God, therefore, is love and the initiator of love in our lives.  He is the example of love for us: not that we first loved God, but that He first loved us.  Because we shall all be changed in the twinkling of an eye and resurrected in the image of our Lord, who has redeemed us by His love, we are to be new creatures, creatures of love in all that we do.

The power of the Resurrection is not therefore just a newfound power in our physical bodies that will never wear out in heaven: it is the power to love as God first loved us.

And because the new and eternal life that God has created in us out of His love has already been given to us and we have been enriched in everything by Him (1:5), we must practice love.  For though I may speak with the tongues of men and of angels or can understand all mysteries and knowledge (Chapters 12 and 14); though I have all faith so that I could move mountains (Chapter 15 – faith in the Resurrection and in Christ); though I bestow all my goods to feed the poor (Chapter 16); and though I give my body to be burned (15:32, 16:9): it does not profit me, if I do not love as God has first loved me.

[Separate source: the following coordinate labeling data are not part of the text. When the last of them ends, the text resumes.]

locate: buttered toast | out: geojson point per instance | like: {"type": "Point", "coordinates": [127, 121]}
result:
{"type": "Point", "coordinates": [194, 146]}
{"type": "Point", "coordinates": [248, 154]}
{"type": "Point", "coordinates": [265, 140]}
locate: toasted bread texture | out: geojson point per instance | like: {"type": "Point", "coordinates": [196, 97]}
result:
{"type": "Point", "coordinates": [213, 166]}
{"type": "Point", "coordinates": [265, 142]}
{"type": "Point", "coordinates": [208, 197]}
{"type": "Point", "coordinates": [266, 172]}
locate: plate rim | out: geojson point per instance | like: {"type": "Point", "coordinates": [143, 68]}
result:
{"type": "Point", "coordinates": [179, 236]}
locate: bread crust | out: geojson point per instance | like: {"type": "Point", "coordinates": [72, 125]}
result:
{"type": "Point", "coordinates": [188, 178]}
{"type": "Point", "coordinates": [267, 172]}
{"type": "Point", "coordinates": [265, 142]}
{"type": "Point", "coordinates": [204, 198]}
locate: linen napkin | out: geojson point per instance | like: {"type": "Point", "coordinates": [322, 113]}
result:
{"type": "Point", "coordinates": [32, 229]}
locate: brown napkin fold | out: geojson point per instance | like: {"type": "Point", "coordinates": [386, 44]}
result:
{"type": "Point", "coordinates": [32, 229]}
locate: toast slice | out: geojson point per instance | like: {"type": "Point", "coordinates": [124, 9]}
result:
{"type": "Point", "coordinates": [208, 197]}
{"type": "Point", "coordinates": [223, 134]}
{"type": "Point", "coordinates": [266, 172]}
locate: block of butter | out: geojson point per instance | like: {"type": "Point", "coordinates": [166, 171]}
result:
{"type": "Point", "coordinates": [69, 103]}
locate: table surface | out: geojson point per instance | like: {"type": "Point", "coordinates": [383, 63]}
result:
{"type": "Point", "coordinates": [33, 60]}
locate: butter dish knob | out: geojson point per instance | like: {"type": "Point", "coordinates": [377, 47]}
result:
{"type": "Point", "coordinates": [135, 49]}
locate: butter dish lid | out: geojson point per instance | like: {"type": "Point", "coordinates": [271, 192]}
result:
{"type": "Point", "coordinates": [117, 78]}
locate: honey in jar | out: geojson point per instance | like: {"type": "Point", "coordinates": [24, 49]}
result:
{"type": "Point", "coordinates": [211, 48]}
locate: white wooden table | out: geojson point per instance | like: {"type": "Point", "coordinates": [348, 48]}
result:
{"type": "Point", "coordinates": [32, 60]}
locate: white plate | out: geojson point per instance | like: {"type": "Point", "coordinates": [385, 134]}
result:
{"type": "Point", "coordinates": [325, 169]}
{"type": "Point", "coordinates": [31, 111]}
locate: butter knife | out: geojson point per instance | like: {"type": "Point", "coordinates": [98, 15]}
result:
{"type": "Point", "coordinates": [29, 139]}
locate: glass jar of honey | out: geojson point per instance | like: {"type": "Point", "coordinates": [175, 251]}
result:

Prayer:  Almighty Father, whose beloved Son on the night in which He was betrayed gave us the commandment to love and demonstrated it by His washing of our feet and giving Himself in His Supper; grant that we may by His love be able to love as You have first loved us.  Amen. 

Points for Meditation: 

1.  Meditate more fully on the ways in which God is calling you to love.  It will be beneficial to review 1 Corinthians to find ways in which God is calling you. 

2.  Meditate on the love of God as it relates to the Resurrection and life in heaven. 

Resolution:  I resolve to find one specific way to practice love today.  Do not pick what is easiest or most convenient but that to which you know God is calling you.